Factors that affect the normal dissection or delivery of the placenta can result in residual or residual placenta. If the placenta is not completely peeled off or completely implanted, bleeding will not occur. Only after partial peeling or peeling, staying in the uterine cavity will affect the contraction and contraction of the uterus, so that the intrauterine sinus can not be closed and cause bleeding. There are placental leaflets or Residual placenta remains, which can also cause bleeding. With the increase in cesarean section rate and abortion rate, the chances of placental adhesion and implantation are also increased, which is a factor affecting normal placental stripping and delivery. In addition, if the third stage of labor is improperly treated, the uterus is prematurely compressed, the umbilical cord is pulled, the uterine contraction is weak, the placenta attachment surface is too large (such as twins), and it is not easy to be peeled off. The uterine fibroids and deformities affect the uterus contraction, and the bladder is overfilled to compress the lower uterus. The placenta can not be discharged, the placenta is incarcerated, the reason may be abnormal or improper use of uterine contraction agent, thus causing uterine contraction, the uterine contraction ring occurs, the placenta is blocked above it to form the placenta incarceration, due to the placenta Incarceration blockage of the cervix, blood deposition in the uterine cavity, the formation of recessive bleeding, and sometimes there may be a large number of external bleeding.

4. Coagulopathy

Coagulopathy in the obstetrics range, mainly occurs in severe placental abruption, high pregnancy, intrauterine stillbirth retention, amniotic fluid embolism, etc., due to systemic bleeding disorders, such as thrombocytopenia accounted for 50%, soft birth canal tear About 20%, placental residual or retention accounted for 5% to 10%, coagulation dysfunction caused by postpartum hemorrhage is rare.

Examine

an examination

Related inspection

Blood routine obstetrics B super obstetric examination postpartum examination urine routine

Blood, urine routine.

Learn about infections and anemia. Intrauterine secretion culture or smear examination. Check to see if there are any residues in the official cavity, and the healing of the uterine incision. If there is a uterine cavity scraping or removal of the uterus specimens.

Diagnosis

Differential diagnosis

1, soft birth canal injury: mainly depends on the history of childbirth and careful gynecological examination, if there is a hematoma formation, B-ultrasound identification.

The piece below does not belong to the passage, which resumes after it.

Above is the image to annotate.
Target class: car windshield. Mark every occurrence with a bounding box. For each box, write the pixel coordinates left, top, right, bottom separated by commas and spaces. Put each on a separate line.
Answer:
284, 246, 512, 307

2, choriocarcinoma: blood, urine pregnancy immunoassay positive, X-ray chest X-ray and CT examination showed chest and brain metastasis lesions, pathological examination of the dissection can be identified.

3. Mainly differentiated from genital tumor hemorrhage. The bleeding volume exceeds 500ml within 24 hours after delivery, followed by hemorrhagic shock and prone to infection.

The material in this site is intended to be of general informational use and is not intended to constitute medical advice, probable diagnosis, or recommended treatments.